Голубиная охота | страница 13
Вошел Петька. Сразу обо всем догадался. Велел, дабы я попусту не маялся и голубям не мешал, оставить Страшного и Цыганку на несколько суток одних. Дважды в день приносить корму и воды и тут же убираться вон. Да, может убить. По-умному спаривают иначе. Голуби должны обзнакомиться друг с дружкой, облетаться над домом, а потом уж их можно сажать вместе. Ну, коль такой случай, пусть дальше вместе сидят. Убьет так убьет. А ежели спарится, держа в памяти прежнюю голубку, то шибко будет любить и никуда не улетит от нее.
Вечером я не обнаружил Цыганку в клетке, обыскался, пока ее нашел. Бедняжка так спряталась за дрова, что сама бы не смогла выбраться. На следующий день я воспрянул духом: она таскала Страшного за воротник, а едва он вырвался, то сиганул из гнезда. Правда, моментом позже он вернулся в гнездо и задал ей трепку, но вскоре, опять схваченный за воротник, жалко шнырял под зобом у Цыганки.
Эта их взаимная таска, предваряемая и завершаемая обоюдным воркованием, в котором выражались возмущение, призыв к покладистости, нежелание сближаться по прихоти людей, продолжалась еще три дня.

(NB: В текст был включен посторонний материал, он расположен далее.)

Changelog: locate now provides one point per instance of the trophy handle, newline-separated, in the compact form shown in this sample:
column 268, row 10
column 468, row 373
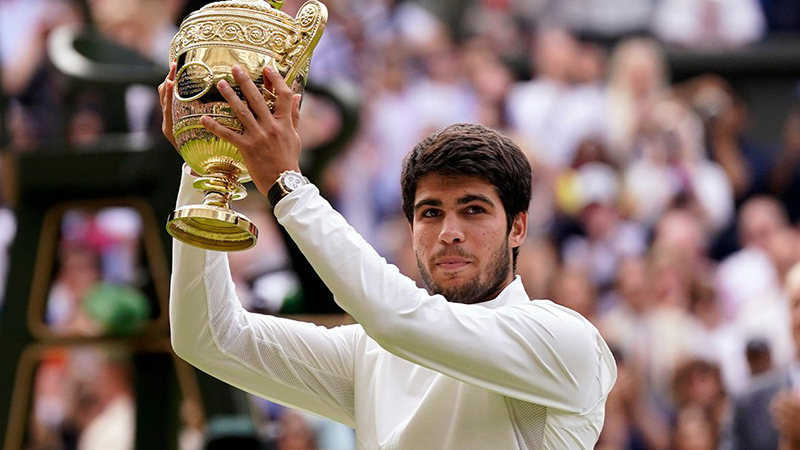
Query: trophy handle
column 310, row 23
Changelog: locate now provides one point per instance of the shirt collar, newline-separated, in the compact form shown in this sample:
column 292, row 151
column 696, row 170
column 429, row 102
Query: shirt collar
column 512, row 294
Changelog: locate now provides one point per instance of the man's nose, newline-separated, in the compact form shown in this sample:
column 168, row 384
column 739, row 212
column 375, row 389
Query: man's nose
column 452, row 231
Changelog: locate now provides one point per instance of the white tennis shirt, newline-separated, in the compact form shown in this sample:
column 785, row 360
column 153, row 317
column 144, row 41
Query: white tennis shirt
column 417, row 372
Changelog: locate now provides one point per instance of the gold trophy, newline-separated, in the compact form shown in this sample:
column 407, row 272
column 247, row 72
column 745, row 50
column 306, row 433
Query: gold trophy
column 210, row 41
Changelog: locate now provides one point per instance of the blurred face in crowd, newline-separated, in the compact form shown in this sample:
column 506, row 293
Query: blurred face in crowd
column 759, row 219
column 554, row 55
column 461, row 237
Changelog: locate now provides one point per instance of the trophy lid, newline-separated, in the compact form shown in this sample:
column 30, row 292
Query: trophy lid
column 254, row 25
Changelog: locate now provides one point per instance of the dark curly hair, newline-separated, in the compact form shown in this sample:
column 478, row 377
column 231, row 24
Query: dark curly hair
column 470, row 149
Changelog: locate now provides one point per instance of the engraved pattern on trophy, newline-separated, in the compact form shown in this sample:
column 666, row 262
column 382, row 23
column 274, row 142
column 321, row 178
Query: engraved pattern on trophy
column 209, row 43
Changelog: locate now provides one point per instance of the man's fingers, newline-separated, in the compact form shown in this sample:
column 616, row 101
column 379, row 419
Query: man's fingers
column 253, row 95
column 283, row 102
column 240, row 108
column 221, row 131
column 172, row 69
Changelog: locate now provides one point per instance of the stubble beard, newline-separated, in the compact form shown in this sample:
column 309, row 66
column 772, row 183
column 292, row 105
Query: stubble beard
column 476, row 290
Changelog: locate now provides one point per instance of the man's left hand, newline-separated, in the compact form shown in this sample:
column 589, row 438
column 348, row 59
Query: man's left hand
column 269, row 143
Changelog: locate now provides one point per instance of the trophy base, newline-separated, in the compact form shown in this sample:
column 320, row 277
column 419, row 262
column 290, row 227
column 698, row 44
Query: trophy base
column 212, row 228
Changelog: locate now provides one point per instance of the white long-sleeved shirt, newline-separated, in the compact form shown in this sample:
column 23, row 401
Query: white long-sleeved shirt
column 417, row 372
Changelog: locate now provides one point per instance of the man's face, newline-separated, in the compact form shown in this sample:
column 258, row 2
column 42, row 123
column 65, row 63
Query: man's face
column 461, row 239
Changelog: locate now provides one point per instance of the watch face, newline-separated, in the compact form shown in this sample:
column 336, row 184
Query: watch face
column 292, row 181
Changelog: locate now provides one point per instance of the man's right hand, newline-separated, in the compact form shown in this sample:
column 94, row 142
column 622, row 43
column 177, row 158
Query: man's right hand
column 165, row 90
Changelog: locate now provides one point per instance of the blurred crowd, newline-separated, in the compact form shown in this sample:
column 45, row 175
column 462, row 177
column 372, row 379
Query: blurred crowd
column 656, row 213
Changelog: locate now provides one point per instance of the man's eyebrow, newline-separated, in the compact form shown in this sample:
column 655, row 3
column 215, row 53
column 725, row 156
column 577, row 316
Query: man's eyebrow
column 475, row 197
column 427, row 202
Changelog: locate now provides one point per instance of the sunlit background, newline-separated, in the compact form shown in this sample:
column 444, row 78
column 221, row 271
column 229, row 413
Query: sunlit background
column 665, row 141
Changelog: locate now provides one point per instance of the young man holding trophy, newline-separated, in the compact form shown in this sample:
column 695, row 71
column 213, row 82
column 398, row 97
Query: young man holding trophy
column 468, row 363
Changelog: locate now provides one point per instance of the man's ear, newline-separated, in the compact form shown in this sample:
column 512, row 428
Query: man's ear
column 519, row 230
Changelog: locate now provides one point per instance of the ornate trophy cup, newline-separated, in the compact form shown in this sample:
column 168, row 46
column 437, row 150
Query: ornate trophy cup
column 252, row 34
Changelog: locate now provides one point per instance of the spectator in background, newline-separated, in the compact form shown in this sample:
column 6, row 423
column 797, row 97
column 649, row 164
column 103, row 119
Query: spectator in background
column 749, row 274
column 759, row 357
column 604, row 20
column 551, row 114
column 26, row 80
column 634, row 420
column 766, row 416
column 709, row 24
column 674, row 171
column 702, row 407
column 750, row 286
column 784, row 181
column 726, row 123
column 607, row 237
column 637, row 79
column 79, row 272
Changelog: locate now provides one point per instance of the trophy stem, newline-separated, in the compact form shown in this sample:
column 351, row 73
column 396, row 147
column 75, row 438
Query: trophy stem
column 214, row 225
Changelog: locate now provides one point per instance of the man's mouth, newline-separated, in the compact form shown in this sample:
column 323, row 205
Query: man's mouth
column 451, row 263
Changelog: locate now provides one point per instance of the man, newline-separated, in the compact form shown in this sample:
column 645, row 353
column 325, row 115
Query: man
column 767, row 416
column 470, row 363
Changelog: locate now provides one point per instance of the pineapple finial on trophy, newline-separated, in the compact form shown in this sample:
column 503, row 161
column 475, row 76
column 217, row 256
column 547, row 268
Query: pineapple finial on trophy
column 210, row 41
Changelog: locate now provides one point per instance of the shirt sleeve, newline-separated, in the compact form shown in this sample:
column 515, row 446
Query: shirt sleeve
column 534, row 351
column 290, row 362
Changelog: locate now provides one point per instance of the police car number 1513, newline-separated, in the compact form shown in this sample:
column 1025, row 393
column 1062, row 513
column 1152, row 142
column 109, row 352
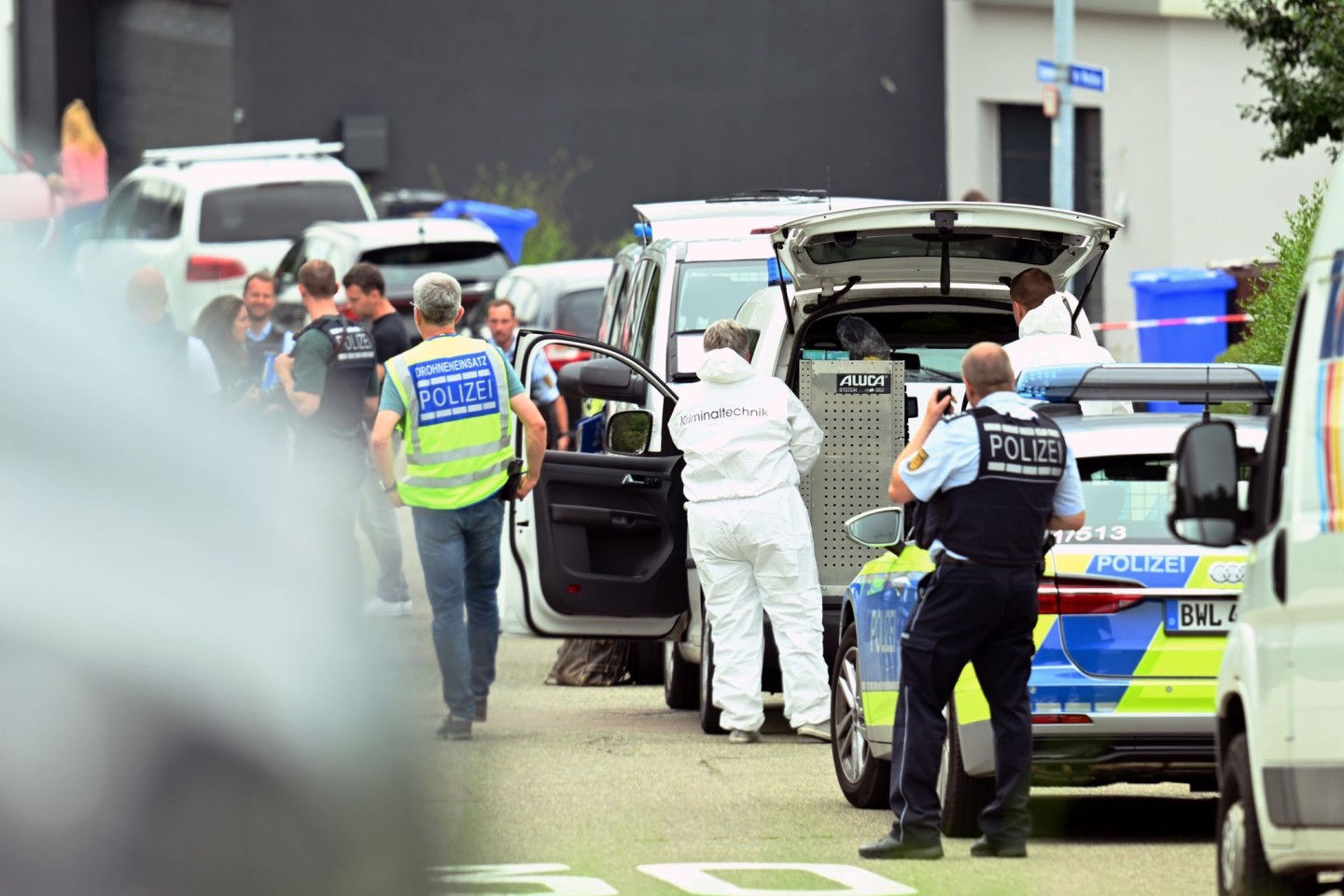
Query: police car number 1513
column 1092, row 534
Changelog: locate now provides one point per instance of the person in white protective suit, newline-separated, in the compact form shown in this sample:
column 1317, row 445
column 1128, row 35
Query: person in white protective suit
column 1044, row 333
column 748, row 442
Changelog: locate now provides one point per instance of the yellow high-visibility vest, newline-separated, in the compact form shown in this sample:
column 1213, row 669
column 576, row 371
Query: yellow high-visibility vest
column 457, row 425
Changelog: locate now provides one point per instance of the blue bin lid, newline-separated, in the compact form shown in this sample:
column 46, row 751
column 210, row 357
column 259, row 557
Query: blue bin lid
column 1182, row 280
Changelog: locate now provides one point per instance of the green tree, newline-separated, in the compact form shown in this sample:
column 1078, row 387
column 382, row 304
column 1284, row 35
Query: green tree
column 1303, row 69
column 544, row 192
column 1276, row 296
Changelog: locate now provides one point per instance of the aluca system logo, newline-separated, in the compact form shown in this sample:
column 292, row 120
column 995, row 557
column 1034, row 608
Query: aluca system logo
column 863, row 385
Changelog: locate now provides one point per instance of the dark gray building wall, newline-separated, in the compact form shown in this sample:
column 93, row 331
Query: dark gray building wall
column 665, row 100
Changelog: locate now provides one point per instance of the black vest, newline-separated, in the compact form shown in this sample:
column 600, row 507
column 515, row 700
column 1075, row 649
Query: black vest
column 348, row 371
column 1001, row 516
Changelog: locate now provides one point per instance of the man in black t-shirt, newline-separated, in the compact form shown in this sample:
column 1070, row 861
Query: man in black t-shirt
column 366, row 300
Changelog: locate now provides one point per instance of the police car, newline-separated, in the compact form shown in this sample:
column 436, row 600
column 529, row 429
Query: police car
column 1132, row 623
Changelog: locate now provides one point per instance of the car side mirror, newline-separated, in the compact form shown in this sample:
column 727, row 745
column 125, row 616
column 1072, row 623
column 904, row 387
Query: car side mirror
column 1204, row 486
column 880, row 528
column 604, row 378
column 629, row 433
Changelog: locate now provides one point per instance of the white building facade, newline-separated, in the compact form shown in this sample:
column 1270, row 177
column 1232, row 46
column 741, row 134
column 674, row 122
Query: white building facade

После, день-два, приткнувшись в разных углах гнезда, они мелко подрагивали крыльями и кланялись, кланялись друг дружке. Потом я застал их в одном углу. Спрятав воротникастую голову под грудь Цыганки, Страшной укал. Всегда почему-то мне слышалась в голубином уканье невыносимая жалоба, и я еле-еле сдерживал слезы. А тут услышал такое лучистое уканье, что тотчас посветлело на душе. Но когда я замер и вник в него, то начал улавливать в нем и то и другое, от чего время от времени щемило сердце. И вдруг мне стало казаться, что я понимаю, о чем его уканье. Ему тепло, ему гладко, ему нежно. И он проклинает свою беспощадную драчливость и обещает быть смирным и ласковым. Ему удивительно, что он был спарен с Чубарой. В это ему как-то даже не верится. Но это все-таки было, но ему каяться не за что. Ведь он не знал об ее, Цыганкином, существовании. Как хорошо, что мальчишка проявил упорство и заставил их спариться: ему тоже хорошо, он любит нас и от радости совсем не моргает, и уши его торчат и пристальны, как звукоулавливатели на военной машине.
Голубь, которого долго держат в связках, может засидеться. Он растолстеет, сделается ленивым, будет таскаться на низких кругах. Никак не обойтись без расшуровки, чтобы стая с таким голубем поднялась в вышину. И хотя во время расшуровки грохот, крик и свист стоит, не всякого сидня это погонит в полет. Иной из якобинцев, веерохвостов или дутышей променяет небо на черное жерло печной трубы.